Do not let API call timeout if workflow can't be locked

dhiaayachi / temporal

Temporal service

https://docs.temporal.io

MIT License

0 stars 0 forks source link

Do not let API call timeout if workflow can't be locked #383

Open dhiaayachi opened 1 month ago

dhiaayachi commented 1 month ago

Currently if entire context timeout will be used to lock the workflow to perform operations. However, if workflow is super busy and workflow can't be locked within the given context timeout, caller side will see a context deadline exceeded error and has no clue why the API call times out.
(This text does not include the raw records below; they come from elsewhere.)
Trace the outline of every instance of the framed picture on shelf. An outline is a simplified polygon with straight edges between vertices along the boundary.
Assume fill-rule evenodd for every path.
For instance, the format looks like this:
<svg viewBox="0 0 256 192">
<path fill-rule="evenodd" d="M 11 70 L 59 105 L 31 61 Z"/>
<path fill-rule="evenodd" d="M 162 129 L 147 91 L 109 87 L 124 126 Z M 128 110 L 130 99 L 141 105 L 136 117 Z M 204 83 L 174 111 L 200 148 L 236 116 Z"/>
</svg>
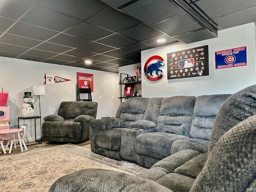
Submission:
<svg viewBox="0 0 256 192">
<path fill-rule="evenodd" d="M 134 84 L 125 85 L 124 96 L 132 96 L 132 95 L 134 86 Z"/>
</svg>

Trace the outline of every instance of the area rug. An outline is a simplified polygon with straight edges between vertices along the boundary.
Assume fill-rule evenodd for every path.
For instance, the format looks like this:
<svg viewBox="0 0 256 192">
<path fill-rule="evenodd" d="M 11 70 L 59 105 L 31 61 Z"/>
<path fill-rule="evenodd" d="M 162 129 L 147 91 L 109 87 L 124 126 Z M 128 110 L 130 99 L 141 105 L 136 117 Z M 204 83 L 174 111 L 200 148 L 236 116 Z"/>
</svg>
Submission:
<svg viewBox="0 0 256 192">
<path fill-rule="evenodd" d="M 147 169 L 71 144 L 0 158 L 0 168 L 1 192 L 46 192 L 58 178 L 83 169 L 106 169 L 133 175 Z"/>
</svg>

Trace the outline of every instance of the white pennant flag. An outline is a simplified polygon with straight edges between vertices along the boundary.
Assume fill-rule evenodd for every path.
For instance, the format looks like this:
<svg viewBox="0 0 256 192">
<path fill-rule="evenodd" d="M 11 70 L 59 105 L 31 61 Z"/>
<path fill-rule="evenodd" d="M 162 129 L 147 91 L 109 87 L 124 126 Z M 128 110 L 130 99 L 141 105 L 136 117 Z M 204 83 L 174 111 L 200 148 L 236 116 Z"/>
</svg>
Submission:
<svg viewBox="0 0 256 192">
<path fill-rule="evenodd" d="M 49 83 L 59 83 L 65 81 L 71 81 L 70 79 L 66 79 L 62 77 L 57 77 L 54 75 L 44 74 L 44 84 Z"/>
</svg>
We should return early with a special error type (or maybe just resource exhausted with workflow busy cause?) if workflow can not be locked.

Then the user latency calculation can also function properly across API calls.

dhiaayachi commented 4 weeks ago

Thank you for reporting this issue!

We understand the concern about the lack of clarity when a workflow fails to lock due to being too busy. Returning a more specific error code like "Resource Exhausted" with a "workflow busy" cause would be helpful for users to identify and troubleshoot the problem.

Currently, we don't have a specific error type for this scenario. However, you could potentially implement a workaround by introducing a custom error type within your workflow code. This error type could be raised if locking fails due to context timeout and would provide more specific information to the caller.

We will consider adding a dedicated error type for this scenario in future releases.

dhiaayachi commented 4 weeks ago

Thank you for reporting this issue! This is definitely something we want to address.

We understand the current behavior can make it challenging to troubleshoot workflow lock timeouts. We are actively exploring options to improve the error messaging in this scenario.

In the meantime, you can try these workarounds:

Increase the ContextTimeout: You can try increasing the ContextTimeout to allow more time for the workflow to lock. However, this might not be a suitable solution for all cases.
Use retries with exponential backoff: Retry the workflow operation with increasing delays. This approach can help prevent flooding the system with requests when the workflow is heavily loaded.

We'll keep you updated on the progress of addressing this issue.